こんにちは!クリスクアジア編集部です。
近年、ベトナムではZ世代(1997〜2012年生まれ)が、消費行動の主役として急速に存在感を増しています。特に都市部では、SNSやECを日常的に活用し、オンラインでスマートに商品を選択して購入するスタイルが定着しつつあります。
TikTokやShopeeといった人気アプリは、エンタメツールにとどまらず、Z世代の購買プロセスに深く組み込まれており、SNSで見つけた情報をきっかけにそのままECで購入するという行動が日常的に見られます。
今回は、ホーチミン市在住の26歳(Z世代)である女性ガー(Nga)さんへのインタビューをもとに、ベトナムZ世代のリアルな購買行動を紐解いていきます。
SNSの使い方、商品の選び方、ECで重視するポイントなど、ベトナム現地ならではの視点が満載です。この記事では、日本企業が見落としがちなベトナムZ世代の購買基準に迫ります。

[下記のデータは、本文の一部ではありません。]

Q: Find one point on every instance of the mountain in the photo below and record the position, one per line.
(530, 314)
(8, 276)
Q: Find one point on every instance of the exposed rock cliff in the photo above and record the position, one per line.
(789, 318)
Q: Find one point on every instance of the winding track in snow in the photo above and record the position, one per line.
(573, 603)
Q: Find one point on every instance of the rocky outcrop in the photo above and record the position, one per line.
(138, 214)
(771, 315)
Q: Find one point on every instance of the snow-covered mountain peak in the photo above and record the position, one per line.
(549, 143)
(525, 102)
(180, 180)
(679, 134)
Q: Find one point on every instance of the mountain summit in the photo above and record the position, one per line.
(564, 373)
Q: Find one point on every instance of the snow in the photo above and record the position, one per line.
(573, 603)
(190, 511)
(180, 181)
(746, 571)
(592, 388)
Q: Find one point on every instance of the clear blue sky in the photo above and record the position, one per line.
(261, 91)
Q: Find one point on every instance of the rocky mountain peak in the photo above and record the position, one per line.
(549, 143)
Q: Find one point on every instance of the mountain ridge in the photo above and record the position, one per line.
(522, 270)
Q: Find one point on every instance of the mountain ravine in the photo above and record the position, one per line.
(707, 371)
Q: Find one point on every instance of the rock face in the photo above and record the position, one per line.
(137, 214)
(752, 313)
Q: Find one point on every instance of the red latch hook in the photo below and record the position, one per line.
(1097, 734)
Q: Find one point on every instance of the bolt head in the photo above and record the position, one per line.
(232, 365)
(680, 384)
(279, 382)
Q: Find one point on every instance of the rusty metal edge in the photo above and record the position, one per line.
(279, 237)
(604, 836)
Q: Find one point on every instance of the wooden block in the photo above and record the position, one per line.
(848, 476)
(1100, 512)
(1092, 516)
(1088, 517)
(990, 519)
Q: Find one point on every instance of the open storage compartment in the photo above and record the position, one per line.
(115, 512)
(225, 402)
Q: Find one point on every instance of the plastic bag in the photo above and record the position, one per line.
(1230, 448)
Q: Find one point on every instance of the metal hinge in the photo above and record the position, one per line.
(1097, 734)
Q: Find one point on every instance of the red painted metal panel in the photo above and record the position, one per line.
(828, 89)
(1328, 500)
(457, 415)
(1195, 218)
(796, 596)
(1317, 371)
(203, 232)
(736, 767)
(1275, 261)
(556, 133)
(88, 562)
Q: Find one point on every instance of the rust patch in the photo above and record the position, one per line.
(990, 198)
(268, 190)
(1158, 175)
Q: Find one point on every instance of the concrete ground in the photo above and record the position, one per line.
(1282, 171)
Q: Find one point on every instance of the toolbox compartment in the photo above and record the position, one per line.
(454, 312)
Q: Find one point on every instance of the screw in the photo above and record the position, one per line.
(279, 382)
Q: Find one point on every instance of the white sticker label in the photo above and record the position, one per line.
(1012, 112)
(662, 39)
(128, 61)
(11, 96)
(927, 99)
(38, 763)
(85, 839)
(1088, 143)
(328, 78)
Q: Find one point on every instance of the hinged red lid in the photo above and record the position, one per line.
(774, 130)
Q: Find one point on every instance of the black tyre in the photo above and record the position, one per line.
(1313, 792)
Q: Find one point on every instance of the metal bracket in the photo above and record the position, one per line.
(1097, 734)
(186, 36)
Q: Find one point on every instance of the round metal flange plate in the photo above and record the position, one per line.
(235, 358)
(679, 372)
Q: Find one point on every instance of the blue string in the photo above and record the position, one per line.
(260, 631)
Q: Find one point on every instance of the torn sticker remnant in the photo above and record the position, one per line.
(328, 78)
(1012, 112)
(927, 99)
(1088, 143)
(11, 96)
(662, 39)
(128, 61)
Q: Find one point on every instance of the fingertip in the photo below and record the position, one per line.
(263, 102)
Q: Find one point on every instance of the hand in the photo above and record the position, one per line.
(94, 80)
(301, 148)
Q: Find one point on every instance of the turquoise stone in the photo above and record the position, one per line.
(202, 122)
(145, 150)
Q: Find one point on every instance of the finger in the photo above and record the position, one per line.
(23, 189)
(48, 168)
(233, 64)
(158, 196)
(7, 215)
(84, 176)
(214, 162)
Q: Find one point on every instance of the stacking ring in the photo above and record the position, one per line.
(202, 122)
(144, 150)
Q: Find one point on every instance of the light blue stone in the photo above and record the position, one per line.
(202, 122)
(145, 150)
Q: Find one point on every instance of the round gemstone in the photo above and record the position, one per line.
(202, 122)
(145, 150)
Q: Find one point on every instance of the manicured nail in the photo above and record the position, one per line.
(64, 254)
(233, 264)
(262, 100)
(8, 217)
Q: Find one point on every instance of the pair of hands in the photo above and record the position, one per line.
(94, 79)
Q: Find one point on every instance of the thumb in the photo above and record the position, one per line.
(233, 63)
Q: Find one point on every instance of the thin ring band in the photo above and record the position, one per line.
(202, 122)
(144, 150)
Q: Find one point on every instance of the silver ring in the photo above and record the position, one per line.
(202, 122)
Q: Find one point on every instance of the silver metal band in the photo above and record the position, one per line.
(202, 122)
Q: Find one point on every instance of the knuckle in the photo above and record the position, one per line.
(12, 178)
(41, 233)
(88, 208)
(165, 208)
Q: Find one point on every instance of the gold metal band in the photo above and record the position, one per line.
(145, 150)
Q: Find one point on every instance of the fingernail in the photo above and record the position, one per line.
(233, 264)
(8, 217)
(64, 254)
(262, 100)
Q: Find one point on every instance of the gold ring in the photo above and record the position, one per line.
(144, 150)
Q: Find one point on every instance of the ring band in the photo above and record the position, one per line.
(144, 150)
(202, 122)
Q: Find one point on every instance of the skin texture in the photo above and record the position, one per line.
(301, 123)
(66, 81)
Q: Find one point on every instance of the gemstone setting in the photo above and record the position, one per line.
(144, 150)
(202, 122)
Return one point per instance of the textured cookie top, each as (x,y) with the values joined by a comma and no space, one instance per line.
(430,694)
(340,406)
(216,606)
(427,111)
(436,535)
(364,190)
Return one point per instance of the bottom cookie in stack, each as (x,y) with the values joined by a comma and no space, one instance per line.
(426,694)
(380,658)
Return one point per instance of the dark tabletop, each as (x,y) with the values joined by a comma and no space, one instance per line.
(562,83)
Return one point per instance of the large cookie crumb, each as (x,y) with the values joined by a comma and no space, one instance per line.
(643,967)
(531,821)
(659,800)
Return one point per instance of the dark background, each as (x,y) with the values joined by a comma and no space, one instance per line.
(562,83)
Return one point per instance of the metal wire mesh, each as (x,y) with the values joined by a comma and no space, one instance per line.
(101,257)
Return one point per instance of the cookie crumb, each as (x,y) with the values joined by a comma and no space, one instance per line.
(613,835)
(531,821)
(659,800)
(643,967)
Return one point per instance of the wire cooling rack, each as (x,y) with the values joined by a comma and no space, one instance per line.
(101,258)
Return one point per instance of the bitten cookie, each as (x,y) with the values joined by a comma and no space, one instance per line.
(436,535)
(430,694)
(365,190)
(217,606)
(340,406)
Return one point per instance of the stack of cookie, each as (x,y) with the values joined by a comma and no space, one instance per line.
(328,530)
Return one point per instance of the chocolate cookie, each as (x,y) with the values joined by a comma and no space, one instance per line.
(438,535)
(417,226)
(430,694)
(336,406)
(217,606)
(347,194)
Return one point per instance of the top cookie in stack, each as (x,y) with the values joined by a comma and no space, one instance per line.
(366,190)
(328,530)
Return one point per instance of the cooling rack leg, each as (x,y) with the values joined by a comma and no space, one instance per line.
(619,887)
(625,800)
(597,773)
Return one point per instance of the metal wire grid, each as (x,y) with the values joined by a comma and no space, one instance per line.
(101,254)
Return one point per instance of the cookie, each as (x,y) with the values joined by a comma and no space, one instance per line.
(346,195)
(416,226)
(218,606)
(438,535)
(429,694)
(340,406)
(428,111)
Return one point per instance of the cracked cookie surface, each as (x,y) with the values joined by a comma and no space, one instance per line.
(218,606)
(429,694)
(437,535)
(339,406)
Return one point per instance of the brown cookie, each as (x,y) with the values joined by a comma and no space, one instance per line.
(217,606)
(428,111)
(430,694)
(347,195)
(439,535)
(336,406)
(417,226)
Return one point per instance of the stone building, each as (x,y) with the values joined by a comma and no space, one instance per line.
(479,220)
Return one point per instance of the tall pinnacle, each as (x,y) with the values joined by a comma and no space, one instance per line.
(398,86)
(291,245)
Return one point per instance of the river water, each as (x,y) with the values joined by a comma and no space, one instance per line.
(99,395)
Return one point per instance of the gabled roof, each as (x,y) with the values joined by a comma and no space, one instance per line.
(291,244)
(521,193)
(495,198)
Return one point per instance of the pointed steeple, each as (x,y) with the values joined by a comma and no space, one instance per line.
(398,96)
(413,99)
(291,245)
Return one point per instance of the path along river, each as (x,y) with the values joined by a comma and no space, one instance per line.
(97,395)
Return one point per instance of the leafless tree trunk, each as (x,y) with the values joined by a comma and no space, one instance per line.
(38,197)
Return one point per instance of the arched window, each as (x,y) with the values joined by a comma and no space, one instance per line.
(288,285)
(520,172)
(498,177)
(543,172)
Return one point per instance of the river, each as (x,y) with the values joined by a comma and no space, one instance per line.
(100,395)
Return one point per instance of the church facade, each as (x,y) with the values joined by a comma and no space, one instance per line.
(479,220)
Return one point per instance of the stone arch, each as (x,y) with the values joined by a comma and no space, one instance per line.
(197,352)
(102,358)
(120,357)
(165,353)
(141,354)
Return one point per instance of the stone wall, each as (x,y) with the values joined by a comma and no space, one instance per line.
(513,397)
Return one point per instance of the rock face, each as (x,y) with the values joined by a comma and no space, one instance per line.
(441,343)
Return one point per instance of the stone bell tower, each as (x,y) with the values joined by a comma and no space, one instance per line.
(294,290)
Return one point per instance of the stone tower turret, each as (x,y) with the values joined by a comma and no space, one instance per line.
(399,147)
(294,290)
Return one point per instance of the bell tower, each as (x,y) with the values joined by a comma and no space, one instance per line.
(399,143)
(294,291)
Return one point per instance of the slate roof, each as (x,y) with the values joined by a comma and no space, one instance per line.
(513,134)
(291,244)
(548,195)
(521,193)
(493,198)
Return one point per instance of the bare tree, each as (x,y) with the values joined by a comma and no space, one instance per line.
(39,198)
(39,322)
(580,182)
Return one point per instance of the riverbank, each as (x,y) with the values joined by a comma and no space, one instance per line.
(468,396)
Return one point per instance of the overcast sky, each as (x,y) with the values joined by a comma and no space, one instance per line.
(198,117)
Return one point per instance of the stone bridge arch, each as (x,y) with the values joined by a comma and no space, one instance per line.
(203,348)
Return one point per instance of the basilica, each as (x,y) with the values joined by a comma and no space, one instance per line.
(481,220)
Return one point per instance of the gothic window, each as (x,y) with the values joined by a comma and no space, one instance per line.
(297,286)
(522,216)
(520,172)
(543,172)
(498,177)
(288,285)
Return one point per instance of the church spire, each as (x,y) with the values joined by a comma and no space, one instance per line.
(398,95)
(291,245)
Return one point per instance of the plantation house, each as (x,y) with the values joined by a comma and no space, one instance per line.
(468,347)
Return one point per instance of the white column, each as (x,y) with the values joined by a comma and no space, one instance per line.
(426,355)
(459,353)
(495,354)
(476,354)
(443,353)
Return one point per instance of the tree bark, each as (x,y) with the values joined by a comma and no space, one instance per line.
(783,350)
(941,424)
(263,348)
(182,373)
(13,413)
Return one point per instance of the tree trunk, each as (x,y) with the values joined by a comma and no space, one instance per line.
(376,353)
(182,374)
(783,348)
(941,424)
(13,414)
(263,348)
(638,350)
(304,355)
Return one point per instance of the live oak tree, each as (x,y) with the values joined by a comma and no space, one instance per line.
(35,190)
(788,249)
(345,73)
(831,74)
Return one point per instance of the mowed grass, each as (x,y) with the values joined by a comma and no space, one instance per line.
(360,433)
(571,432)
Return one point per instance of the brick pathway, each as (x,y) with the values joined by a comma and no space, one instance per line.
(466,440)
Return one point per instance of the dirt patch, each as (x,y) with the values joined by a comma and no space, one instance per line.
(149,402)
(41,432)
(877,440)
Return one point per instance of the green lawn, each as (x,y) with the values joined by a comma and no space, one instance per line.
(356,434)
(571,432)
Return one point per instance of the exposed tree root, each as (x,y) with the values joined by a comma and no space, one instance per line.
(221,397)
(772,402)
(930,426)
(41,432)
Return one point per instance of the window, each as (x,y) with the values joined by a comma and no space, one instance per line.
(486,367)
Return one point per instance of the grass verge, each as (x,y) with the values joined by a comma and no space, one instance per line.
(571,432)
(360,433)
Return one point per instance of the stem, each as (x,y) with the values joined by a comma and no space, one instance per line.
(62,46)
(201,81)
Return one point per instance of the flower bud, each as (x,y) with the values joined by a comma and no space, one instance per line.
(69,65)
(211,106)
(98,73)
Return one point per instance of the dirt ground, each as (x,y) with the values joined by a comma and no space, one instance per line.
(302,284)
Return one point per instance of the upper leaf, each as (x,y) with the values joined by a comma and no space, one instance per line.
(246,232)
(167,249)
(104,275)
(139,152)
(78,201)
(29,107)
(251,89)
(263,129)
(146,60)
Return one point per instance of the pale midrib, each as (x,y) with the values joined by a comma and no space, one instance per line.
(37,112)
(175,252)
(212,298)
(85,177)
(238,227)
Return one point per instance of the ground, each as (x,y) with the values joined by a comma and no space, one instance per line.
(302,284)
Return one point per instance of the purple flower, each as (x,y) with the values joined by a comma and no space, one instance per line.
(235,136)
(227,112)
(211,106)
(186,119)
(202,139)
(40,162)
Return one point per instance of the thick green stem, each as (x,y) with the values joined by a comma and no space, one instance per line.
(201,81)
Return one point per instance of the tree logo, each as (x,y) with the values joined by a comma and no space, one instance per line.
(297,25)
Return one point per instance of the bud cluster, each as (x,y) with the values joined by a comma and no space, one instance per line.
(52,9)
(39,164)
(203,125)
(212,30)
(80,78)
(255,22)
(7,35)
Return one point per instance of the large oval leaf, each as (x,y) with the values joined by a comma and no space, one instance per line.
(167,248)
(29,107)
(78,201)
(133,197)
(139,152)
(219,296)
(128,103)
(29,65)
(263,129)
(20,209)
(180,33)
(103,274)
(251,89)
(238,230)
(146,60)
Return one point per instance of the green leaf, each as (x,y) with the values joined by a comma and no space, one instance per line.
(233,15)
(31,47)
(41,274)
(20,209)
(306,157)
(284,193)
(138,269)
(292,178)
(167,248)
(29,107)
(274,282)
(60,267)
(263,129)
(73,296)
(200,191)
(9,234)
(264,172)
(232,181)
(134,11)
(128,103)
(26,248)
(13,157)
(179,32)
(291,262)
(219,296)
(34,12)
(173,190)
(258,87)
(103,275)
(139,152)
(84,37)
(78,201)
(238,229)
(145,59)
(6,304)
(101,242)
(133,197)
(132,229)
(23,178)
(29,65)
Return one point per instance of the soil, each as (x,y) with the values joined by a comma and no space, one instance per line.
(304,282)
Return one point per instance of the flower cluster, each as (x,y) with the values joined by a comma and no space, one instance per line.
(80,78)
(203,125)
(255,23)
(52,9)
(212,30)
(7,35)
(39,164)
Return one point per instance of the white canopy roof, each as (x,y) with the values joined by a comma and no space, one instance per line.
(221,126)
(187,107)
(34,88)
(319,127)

ベトナム市場へのEC展開やSNSプロモーションをお考えの方は、ぜひ最後までご覧ください!
Z世代ベトナム女性の買い物はTikTokから始まる
今回インタビューに応じてくれたのは、Z世代の女性ガーさんです。彼女は、以前は商品を検索する際にGoogleを利用していましたが、最近ではTikTokやShopeeを検索の起点として活用していると語ってくれました。
ガーさんの購買行動は、まずTikTokでKOC(キー・オピニオン・コンシューマー)によるレビュー動画を視聴することから始まります。KOCとは、一般消費者の立場からリアルな体験をもとに発信を行う影響力のあるユーザーを指します。
TikTok上にはさまざまなKOCによる率直なレビュー動画が多数投稿されており、ガーさんはそれらを参考に実際に使ってみた感想を重視するそうです。
印象的だったのは、KOL(インフルエンサー)による演出されたプロモーションよりも、KOCの等身大の語り口により高い信頼感を抱いている点です。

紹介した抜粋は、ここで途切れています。